Niente sedie da casa, bevande in vetro o lattina, iPad, bastoni per i selfie, zaini e borse grandi. Torce elettriche, penne laser, striscioni o cartelli. Soprattutto al bando le consumazioni di carne o pesce. È il “papello” di Morrissey, storica voce dei The Smiths, in vista della sua esibizione al Foro Boario di Ostuni, del prossimo 3 agosto.

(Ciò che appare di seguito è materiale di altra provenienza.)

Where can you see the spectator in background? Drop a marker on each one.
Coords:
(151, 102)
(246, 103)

Il cantante britannico ha messo in campo tutta l’intransigenza del caso nella – lunga – lista di richieste avanzate dal suo team agli organizzatori del Locus festival, nella cui cornice l’evento si inserisce. Non si scherza: chi lo conosce lo sa bene. E sa cosa aspettarsi. Come certificato, tra l’altro, dalla risposta del pubblico, che già da diverse settimane ha fatto registrare il sold out. Basta una svista per mandare tutto all’aria. Morrissey l’aveva già fatto in Islanda dieci anni fa e, nel 2009, aveva lasciato il palco del Coachella – non un palchetto qualunque – perché infastidito dall’odore della carne.
L’ex frontman della rock band di Manchester è vegetariano da quando aveva 11 anni, e, più recentemente, avrebbe scelto per il veganismo. Come vegano esige che sia anche il menù servito dagli stand presenti nell’area concerto. Dai chioschi ai bar ai ristoranti della zona, tolleranza zero.